Salient to Investors:

The spread between the 2-yr China sovereign yield and the similar-maturity interest-rate swap, a gauge of financial stress, last week reached the widest in Bloomberg data going back to 2007.

George Soros and Bill Gross have drawn parallels between the situation in China and that in the US before the 2008 financial crisis. Nomura said Li’s efforts to curb leverage by driving up borrowing costs need to be handled carefully to avoid wrecking confidence in the financial system.

Patrick Perret-Green at ANZ Banking sees increasing parallels between China and the US in the run-up to the global financial crisis – Shibor-repo is similar to Libor-OIS, shadow banking is subprime, credit spreads are widening as they did in 2007, and money growth is softening as tightening bites.

Wee-Khoon Chong at Nomura said there is a big flight to quality: in times of stress, you sell credits, sell longer-dated bonds into shorter ones and you are going to the government bond market. Chong said if the default situation gets out of control, yields are going to fall a lot, and forecasts the central bank will cut reserve-requirement ratios for lenders to 19 percent this year from 20 percent as higher borrowing costs cool economic growth.

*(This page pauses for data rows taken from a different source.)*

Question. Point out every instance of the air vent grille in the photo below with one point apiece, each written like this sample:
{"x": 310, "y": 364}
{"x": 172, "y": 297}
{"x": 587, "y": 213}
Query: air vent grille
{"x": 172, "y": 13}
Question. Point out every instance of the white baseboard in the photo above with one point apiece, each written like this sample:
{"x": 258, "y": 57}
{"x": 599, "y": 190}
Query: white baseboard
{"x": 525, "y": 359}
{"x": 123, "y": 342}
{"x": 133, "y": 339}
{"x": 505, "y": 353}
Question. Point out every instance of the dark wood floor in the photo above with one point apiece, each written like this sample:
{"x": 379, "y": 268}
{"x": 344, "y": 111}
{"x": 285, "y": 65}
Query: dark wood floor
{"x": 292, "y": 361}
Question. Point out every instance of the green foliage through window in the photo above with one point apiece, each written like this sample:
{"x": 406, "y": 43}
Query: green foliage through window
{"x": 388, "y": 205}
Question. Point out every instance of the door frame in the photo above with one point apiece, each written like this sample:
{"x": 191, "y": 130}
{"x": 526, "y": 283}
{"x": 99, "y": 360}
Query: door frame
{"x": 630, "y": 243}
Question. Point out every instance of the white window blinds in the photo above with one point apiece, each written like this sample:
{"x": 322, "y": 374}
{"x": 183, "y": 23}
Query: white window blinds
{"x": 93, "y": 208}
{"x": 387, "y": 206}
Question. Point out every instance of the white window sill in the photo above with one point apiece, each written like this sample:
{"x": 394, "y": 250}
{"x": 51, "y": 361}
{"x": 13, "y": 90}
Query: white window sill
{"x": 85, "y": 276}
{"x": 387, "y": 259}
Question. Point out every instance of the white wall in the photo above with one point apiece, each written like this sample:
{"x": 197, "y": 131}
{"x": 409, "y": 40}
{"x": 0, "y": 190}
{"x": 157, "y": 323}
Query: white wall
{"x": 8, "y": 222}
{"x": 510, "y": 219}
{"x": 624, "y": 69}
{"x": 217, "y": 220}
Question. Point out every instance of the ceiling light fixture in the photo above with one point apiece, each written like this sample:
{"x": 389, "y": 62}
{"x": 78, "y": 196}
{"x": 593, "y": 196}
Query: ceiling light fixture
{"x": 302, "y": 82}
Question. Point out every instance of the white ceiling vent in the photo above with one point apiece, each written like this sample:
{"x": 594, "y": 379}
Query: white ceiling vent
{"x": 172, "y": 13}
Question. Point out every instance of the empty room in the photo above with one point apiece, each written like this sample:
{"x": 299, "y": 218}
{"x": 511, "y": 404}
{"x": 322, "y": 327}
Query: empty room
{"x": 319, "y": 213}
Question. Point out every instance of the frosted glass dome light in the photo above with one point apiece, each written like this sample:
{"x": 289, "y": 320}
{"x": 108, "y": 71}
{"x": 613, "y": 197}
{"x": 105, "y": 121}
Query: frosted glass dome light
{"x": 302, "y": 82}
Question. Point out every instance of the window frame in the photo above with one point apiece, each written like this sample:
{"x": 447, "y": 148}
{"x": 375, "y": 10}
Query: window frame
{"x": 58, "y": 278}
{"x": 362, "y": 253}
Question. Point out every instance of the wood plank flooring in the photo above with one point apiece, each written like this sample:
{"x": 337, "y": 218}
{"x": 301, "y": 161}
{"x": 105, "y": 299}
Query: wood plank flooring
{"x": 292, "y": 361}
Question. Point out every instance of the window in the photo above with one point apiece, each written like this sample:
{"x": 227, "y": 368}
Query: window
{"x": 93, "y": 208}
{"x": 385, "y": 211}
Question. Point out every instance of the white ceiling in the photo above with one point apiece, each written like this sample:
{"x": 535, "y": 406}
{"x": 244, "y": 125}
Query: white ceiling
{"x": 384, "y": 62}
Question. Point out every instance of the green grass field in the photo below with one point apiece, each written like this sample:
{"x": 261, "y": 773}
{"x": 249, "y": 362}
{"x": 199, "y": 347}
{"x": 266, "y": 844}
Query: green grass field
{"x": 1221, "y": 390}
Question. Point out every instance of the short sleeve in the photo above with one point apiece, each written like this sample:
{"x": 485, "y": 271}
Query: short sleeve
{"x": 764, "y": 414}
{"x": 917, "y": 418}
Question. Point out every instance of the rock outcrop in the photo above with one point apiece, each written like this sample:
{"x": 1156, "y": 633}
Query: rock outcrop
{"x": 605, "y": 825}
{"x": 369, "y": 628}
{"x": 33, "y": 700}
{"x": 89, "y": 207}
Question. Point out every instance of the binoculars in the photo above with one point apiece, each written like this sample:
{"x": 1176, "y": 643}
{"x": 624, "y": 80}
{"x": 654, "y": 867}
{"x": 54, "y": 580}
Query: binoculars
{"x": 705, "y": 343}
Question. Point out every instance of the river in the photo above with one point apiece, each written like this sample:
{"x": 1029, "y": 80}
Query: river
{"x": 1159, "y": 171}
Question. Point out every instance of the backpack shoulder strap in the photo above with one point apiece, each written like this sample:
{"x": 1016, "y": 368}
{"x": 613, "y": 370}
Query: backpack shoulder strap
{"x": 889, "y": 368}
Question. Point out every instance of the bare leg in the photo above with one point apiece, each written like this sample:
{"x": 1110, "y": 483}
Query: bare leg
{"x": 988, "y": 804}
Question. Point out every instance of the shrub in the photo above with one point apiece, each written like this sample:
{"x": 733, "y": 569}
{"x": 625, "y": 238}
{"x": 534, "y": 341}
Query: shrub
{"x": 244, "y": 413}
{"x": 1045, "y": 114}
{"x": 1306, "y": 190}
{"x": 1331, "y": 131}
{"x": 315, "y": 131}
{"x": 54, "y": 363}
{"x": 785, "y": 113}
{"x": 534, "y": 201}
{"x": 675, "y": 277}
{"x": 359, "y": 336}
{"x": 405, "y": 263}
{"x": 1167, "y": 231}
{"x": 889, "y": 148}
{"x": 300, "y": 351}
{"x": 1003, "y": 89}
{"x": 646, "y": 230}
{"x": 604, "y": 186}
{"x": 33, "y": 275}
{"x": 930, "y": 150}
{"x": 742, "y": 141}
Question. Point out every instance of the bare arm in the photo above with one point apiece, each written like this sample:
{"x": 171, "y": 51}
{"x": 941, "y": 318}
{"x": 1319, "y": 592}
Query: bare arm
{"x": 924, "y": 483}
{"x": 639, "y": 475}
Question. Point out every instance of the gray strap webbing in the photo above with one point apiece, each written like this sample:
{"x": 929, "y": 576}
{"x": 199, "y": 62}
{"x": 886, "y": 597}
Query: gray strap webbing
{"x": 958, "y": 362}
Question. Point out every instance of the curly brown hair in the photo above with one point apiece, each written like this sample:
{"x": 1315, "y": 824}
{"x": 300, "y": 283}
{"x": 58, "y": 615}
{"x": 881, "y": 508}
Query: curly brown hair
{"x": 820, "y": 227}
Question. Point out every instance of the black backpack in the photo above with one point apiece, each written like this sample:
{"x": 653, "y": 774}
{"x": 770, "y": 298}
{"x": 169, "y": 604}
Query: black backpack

Bin Gao at Bank of America Merrill Lynch said a consistent rally in sovereign debt will be more likely if we see more defaults in shadow banking or credit products, which will lead to flight-to-quality flows and likely PBOC easing.

Yii Hui Wong at BNP Paribas said increased money-market turmoil and the outlook for slowing growth are serving as catalysts for a rally in government bonds as banks increase buying – the rise in the short-end will spread to 5-yr notes. Wong said offshore investors take a longer-term view, and do not feel that the government cannot handle the situation because it is still a very controlled economy. Wong said government bonds at these levels are very attractive.